What did Starmer want to fight for, in any case? Assisted suicide? The Republic of Mauritius? Internet censorship? His causes and passions were as inexplicable as his political judgement. He spent his political capital on the most bizarre causes. But don’t worry: he will fight for you, or so he said.
This is not to say that Starmer was a pushover. He was perfectly capable of fighting, as long as it involved his internal party enemies. Jeremy Corbyn, Diane Abbott, and even relatively inoffensive figures such as Karl Turner were kicked out. Labour’s National Executive Committee was packed with yes-men. At last month’s local elections, almost 1,500 Labour councillors were lost to ensure that Andy Burnham’s trip to No. 10 would be delayed.
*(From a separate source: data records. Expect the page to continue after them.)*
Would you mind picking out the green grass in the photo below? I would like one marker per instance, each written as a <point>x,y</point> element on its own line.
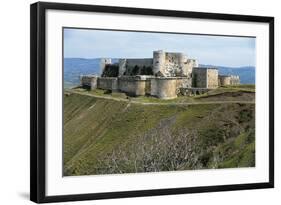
<point>95,127</point>
<point>226,93</point>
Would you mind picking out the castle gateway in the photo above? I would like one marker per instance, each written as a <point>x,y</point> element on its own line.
<point>163,76</point>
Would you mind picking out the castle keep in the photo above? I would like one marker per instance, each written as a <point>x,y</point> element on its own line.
<point>164,76</point>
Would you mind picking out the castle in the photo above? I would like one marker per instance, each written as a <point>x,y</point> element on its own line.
<point>164,76</point>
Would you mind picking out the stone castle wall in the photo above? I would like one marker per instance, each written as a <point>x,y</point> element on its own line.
<point>224,80</point>
<point>134,86</point>
<point>162,76</point>
<point>164,88</point>
<point>212,78</point>
<point>199,77</point>
<point>108,83</point>
<point>90,81</point>
<point>205,77</point>
<point>229,80</point>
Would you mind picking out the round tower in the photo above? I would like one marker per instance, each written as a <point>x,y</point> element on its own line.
<point>103,63</point>
<point>159,61</point>
<point>122,67</point>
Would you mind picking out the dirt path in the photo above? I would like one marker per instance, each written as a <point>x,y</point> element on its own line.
<point>159,103</point>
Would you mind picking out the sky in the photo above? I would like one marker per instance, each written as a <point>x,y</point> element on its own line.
<point>208,50</point>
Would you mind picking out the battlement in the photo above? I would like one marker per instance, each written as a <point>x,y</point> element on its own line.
<point>162,76</point>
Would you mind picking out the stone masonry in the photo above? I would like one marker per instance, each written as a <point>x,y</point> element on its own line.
<point>163,76</point>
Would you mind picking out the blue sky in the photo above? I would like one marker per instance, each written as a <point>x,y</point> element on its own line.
<point>212,50</point>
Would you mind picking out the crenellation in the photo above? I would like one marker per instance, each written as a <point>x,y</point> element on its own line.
<point>164,76</point>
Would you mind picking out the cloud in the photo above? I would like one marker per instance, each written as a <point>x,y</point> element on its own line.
<point>216,50</point>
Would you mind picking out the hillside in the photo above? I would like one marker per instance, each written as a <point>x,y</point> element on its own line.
<point>103,136</point>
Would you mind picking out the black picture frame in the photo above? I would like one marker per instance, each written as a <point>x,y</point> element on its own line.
<point>38,103</point>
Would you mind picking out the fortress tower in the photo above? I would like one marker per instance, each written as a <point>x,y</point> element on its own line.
<point>103,63</point>
<point>122,67</point>
<point>159,59</point>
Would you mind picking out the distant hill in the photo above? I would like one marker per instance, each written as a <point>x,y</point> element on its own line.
<point>246,73</point>
<point>74,67</point>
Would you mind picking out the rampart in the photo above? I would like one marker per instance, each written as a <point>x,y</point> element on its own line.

Starmer’s notions of personal responsibility extended only as far as the throwing distance between the person standing next to him and the nearest autobus. Sue Gray was handpicked, then forced out. Olly Robbins was sacked for appointing the man Starmer had personally chosen to send to Washington, D.C. Chris Wormald was personally chosen by the PM despite advice to the contrary, then sacked for… what exactly? Starmer’s inability to convince the country to stop hating him?.
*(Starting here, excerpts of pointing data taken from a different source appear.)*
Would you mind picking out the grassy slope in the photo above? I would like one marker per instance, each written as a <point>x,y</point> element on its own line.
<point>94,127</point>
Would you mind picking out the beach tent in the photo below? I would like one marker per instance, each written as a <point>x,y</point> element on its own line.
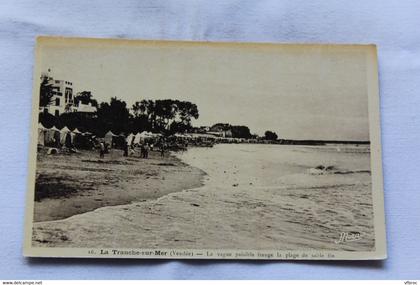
<point>136,139</point>
<point>76,137</point>
<point>154,135</point>
<point>144,135</point>
<point>52,136</point>
<point>65,136</point>
<point>41,134</point>
<point>130,139</point>
<point>108,138</point>
<point>76,131</point>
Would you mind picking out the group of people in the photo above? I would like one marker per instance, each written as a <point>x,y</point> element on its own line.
<point>130,150</point>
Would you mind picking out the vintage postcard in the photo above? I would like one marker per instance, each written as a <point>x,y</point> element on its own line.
<point>166,149</point>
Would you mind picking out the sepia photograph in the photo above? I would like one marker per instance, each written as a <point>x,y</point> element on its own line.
<point>169,149</point>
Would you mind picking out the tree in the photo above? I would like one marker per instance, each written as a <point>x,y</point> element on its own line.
<point>85,97</point>
<point>113,116</point>
<point>45,93</point>
<point>269,135</point>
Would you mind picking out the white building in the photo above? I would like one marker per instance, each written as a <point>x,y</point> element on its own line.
<point>62,100</point>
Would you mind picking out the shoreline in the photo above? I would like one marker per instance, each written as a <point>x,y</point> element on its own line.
<point>112,181</point>
<point>293,211</point>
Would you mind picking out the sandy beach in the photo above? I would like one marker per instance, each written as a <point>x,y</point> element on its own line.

On that final point, it has become commonplace on the commentariat Left to express amazement at the degree to which Starmer is loathed across the United Kingdom. He is a good man, they say, and does not deserve the hatred, despite his flaws.
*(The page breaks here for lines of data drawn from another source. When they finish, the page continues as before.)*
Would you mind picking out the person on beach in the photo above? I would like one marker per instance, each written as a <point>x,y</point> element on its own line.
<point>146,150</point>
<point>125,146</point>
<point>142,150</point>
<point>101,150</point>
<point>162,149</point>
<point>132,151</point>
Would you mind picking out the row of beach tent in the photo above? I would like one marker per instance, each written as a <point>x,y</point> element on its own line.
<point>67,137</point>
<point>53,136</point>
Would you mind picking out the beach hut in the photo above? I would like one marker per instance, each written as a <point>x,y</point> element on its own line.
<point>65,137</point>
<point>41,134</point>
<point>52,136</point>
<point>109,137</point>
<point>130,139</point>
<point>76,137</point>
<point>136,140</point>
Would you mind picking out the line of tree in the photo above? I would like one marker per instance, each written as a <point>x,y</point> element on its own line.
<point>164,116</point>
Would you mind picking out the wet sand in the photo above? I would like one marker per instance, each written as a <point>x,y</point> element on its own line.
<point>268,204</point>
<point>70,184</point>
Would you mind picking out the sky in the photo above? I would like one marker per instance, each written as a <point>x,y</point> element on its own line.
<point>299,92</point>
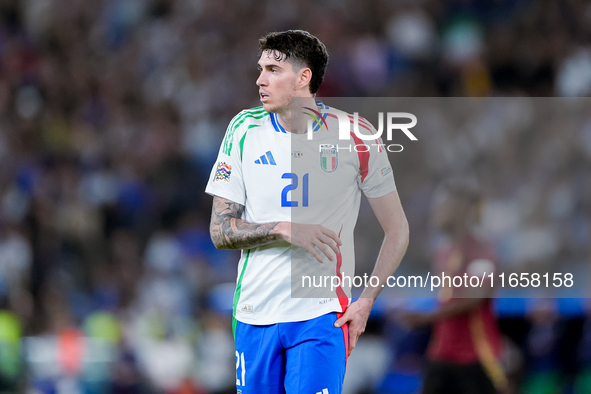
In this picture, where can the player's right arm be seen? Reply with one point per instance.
(229, 231)
(227, 228)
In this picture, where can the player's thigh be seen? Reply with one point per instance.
(441, 378)
(317, 357)
(260, 364)
(475, 380)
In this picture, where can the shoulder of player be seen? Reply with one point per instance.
(247, 119)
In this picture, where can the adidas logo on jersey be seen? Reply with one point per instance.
(267, 158)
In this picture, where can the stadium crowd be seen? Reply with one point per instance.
(111, 114)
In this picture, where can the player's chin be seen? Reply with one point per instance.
(269, 107)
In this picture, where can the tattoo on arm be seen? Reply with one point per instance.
(229, 231)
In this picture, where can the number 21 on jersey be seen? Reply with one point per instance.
(292, 187)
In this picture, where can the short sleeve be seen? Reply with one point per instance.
(226, 179)
(375, 172)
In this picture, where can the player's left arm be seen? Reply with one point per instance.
(390, 214)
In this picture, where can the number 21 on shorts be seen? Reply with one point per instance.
(292, 188)
(240, 379)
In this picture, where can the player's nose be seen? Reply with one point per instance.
(262, 80)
But what evidence do we have for Starmer’s status as a good man? The consideration with which he stabbed others? The high-mindedness with which he accepted free suits from Lord Alli? The ease with which he speaks of his siblings’ poverty in stump speeches while he himself is a multimillionaire?
The truth is that Starmer is neither a saint nor an evil man. He has his flaws, like everybody else. That, in and of itself, is not disqualifying, either for Downing Street or for anything else. But the gap between the Starmer who existed in his mind — competent, the saviour of his party and his country — and the real Starmer was large, and it kept growing. Voters could sense it, even if he and his media supporters could not. He covered up his glaring inadequacies through loud proclamations about his fighting spirit. The public, not as stupid as the pundits think they are, understood this, and treated him with the contempt that he richly deserved.
The tragedy of Starmer’s career is that it did not have to end like this. In the normal course of events, he would have made a good solicitor general in a lean year. But fate elevated him to the highest office that the son of a toolmaker could achieve, and then brought him crashing down.